The 2 biggest mistakes owner-occupiers make with real estate – Daily News

It is indeed a wise decision to own the building in which your business operates, and many entrepreneurs consider this a nice arrangement.

Typically, the process involves forming a corporation, such as a limited liability company, that takes title to the property. The business then “leases” the address from the LLC, often as a separate entity.

This solution offers some clear advantages: tax benefits, depreciation, interest deductions and the opportunity to build equity. However, many owner-occupiers make serious mistakes that can undermine these benefits.

Let’s take a closer look at two of the most serious errors:

Do not pay market rent

When purchasing a building, businesses typically finance the purchase, often through the Small Business Administration, which provides financing of up to 90% of the purchase price.

Because only 10% equity is required to purchase, the resulting debt service typically determines the rent the business pays to the LLC. This means that rent is usually based on debt service requirements rather than market rates.

While this may seem convenient, it can lead to significant financial discrepancies over time.

Remember, while debt decreases, rent remains the same and may fall below market value. This discrepancy can cause significant financial problems.

For example, if the rent is significantly below market, the company’s profits will appear artificially inflated. This can complicate matters if the owner decides to sell the company. Potential buyers may see an inflated profit margin that is not realistic when market rent is taken into account.

I experienced this myself with a company that owned its building since 2001. It benefited from below-market rent for over 20 years. When it came time to sell the company, the profit appeared much higher than it actually was, creating a difficult situation for both valuation and sale.

To avoid these pitfalls and ensure the financial health of both the business and the real estate company, it is important to adjust the rent to current market prices.

In order to always maintain an accurate financial picture, it is important to regularly review the rent and adjust it to current market conditions.

No agreement between owner and tenant

Another common mistake is overlooking the need for a formal lease agreement between the real estate company and the operating business.

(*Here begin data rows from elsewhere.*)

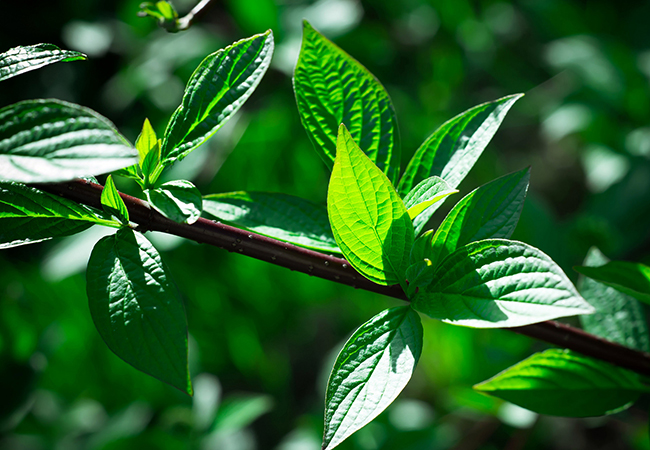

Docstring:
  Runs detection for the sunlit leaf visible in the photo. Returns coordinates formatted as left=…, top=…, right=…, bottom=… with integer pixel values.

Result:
left=0, top=100, right=138, bottom=183
left=412, top=239, right=594, bottom=328
left=0, top=183, right=119, bottom=248
left=0, top=44, right=86, bottom=81
left=398, top=94, right=523, bottom=195
left=203, top=192, right=341, bottom=253
left=429, top=168, right=530, bottom=264
left=86, top=228, right=192, bottom=395
left=404, top=176, right=458, bottom=234
left=293, top=21, right=400, bottom=183
left=161, top=30, right=273, bottom=166
left=578, top=248, right=650, bottom=352
left=327, top=125, right=414, bottom=285
left=474, top=349, right=650, bottom=417
left=574, top=261, right=650, bottom=304
left=323, top=306, right=422, bottom=450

Many owner-occupiers assume that a formal contract is unnecessary because they control both. “I own the business and the building, so why do I need a contract?” is a common phrase. This mindset can lead to serious complications, especially when unexpected events occur such as death, divorce or sale.

I remember a particularly extreme case involving a manufacturing company.

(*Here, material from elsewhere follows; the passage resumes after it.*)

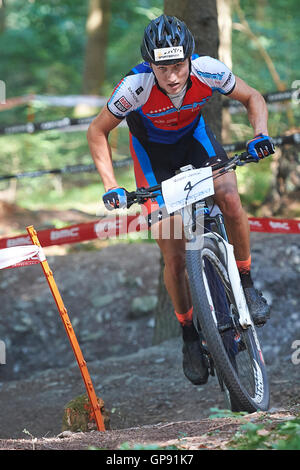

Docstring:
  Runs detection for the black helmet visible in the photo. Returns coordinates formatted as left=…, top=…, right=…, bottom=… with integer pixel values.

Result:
left=141, top=15, right=195, bottom=65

The owner, who also owned the building, died suddenly. Without the company’s knowledge, the owner had changed the ownership of the building and divided it among several heirs.

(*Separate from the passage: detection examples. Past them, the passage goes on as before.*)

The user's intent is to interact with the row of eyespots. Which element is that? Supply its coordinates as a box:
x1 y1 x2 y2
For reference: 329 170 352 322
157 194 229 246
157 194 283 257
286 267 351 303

None of these heirs wanted to continue the business, and since there was no lease, the store was vacated so the building could be sold, resulting in a costly and disruptive move for the company.

To avoid such scenarios, a written agreement between the owner and tenant is crucial. It ensures that both parties are clear about their obligations and protects the business from unforeseen events.

This agreement should outline the terms of the lease, the amount of rent, the duration, and any other relevant details. This is a simple step that can save a lot of hassle later.

Owning the building in which your business operates can be incredibly beneficial, providing tax advantages and the opportunity to build equity.

However, you should definitely avoid these two common mistakes: not paying market rent and not entering into a formal agreement between owner and tenant.

By regularly reviewing rental prices and adhering to clear agreements, you can ensure that both the company and the real estate unit are financially sound.